NP/(DAC+DOX) exhibited excellent reactive oxygen species (ROS)-responsive drug release behavior and could be effectively taken up by tumor cells. Experiments both in vitro and in vivo demonstrated that NP/(DAC+DOX) effectively triggered pyroptosis in tumor cells, which was attributed to the DOX-induced activation of caspase-3 and the upregulation of GSDME expression caused by DAC. Following intravenous administration, NP/(DAC+DOX) specifically aggregated in tumor tissues.

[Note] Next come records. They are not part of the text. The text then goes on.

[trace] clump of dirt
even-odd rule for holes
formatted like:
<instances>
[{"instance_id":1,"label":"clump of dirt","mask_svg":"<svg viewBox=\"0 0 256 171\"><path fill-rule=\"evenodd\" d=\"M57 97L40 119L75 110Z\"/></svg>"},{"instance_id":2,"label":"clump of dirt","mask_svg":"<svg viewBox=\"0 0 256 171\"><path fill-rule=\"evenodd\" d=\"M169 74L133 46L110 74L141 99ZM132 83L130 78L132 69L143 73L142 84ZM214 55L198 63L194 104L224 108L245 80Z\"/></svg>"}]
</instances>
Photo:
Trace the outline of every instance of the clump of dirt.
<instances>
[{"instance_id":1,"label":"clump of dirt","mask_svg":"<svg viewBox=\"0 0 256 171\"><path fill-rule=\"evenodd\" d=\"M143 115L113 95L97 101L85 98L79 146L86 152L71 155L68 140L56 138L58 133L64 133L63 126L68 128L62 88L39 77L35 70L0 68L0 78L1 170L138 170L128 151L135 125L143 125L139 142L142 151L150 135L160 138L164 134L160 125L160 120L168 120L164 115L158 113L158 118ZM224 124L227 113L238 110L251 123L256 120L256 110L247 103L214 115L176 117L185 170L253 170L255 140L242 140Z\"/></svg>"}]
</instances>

NP/(DAC+DOX) significantly suppressed tumor growth and extended the survival time of tumor-bearing mice. Furthermore, NP/(DAC+DOX) promoted dendritic cell maturation, enhanced the infiltration of cytotoxic T lymphocytes within the tumor, and decreased the proportion of myeloid-derived suppressor cells.

CONCLUSION

This study developed a ROS-responsive pyroptosis nanoinitiator to precisely induce the pyroptosis of tumor cells, thereby enhancing intratumoral immune cell infiltration and activating anti-tumor immune responses.